When I was reading the International New York Times at at the airport (formerly known as the International Herald Tribune), I came across this article that dealt with the US airlines intentions to enter the scheduled non-charter service between the US and Cuba.
Most of the free world have been free to travel to Cuba, except the US citizens as the country (Cuba) has been on the economic sanctions list. This is now slowly changing (about time).
Here’s an excerpt:
The Obama administration this week lifted some travel and trade restrictions on Americans traveling to Cuba, but commercial airlines will not be flocking to Havana for at least another year, experts say.
The new rules, which took effect on Friday, removed the need for travelers to get approval from the United States government before traveling to Cuba. Now, many more are able to travel legally, spend more money on the island, buy Cuban cigars and increase remittances to their families there.
But before airlines can schedule direct flights to Havana and other airports, the two countries must still negotiate a new air service agreement.
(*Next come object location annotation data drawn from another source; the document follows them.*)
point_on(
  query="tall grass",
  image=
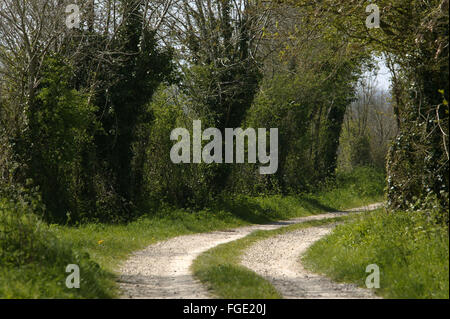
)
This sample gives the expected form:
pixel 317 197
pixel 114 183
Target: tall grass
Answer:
pixel 410 248
pixel 34 255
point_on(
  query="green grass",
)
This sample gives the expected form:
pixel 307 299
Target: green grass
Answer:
pixel 411 250
pixel 33 261
pixel 220 271
pixel 99 248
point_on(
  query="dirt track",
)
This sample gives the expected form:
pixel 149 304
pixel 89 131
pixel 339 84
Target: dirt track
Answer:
pixel 162 270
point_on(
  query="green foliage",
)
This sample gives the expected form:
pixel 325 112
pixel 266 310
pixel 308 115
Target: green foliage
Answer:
pixel 60 135
pixel 33 261
pixel 410 248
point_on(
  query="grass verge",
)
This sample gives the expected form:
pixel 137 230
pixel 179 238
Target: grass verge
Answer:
pixel 36 268
pixel 410 249
pixel 220 270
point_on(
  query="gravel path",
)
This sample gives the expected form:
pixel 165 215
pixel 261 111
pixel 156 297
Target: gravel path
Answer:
pixel 162 270
pixel 278 260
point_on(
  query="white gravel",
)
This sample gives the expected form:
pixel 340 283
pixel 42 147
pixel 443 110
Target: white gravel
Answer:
pixel 162 270
pixel 278 260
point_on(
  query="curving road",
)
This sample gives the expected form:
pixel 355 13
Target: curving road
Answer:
pixel 162 270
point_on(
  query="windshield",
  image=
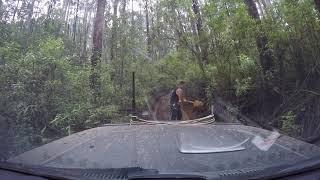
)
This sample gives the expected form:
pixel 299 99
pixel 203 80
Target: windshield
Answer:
pixel 197 78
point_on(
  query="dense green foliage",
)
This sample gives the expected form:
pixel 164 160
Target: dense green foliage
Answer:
pixel 45 64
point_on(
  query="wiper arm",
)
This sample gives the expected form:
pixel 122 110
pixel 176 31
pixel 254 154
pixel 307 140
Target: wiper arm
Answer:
pixel 74 173
pixel 289 170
Until that happens, travelers will have to rely on charter flights booked through specialized travel agencies, and that is not expected to change for the next 12 to 18 months, according to travel experts and industry officials. The timeline could be further complicated by opposition in Congress as well as the presidential election next year, which could delay matters in unpredictable ways.
READ MORE: Whine Wednesdays: Internet Access In Cuba
I have been to Cuba twice and the hotel infrastructure in the Havana is simply put, terrible, and way overpriced to what ir should be. Many Canadians and Europeans flock to those all-inclusive resorts in places such as Caya Coco and Varadero.
As the New York Times article notes, there has been scheduled charter flights to Cuba from the United States, but you used to need permission to travel on them. Many Americans visited the island by going via Mexico, Canada or any of the Caribbean islands that have air service to Cuba.
Hopefully, this lifting of the economic sanctions will also speed up the internet, although some of the slowness is probably due to the government itself and the lack of undersea connectivity (all traffic is routed through Venezuela).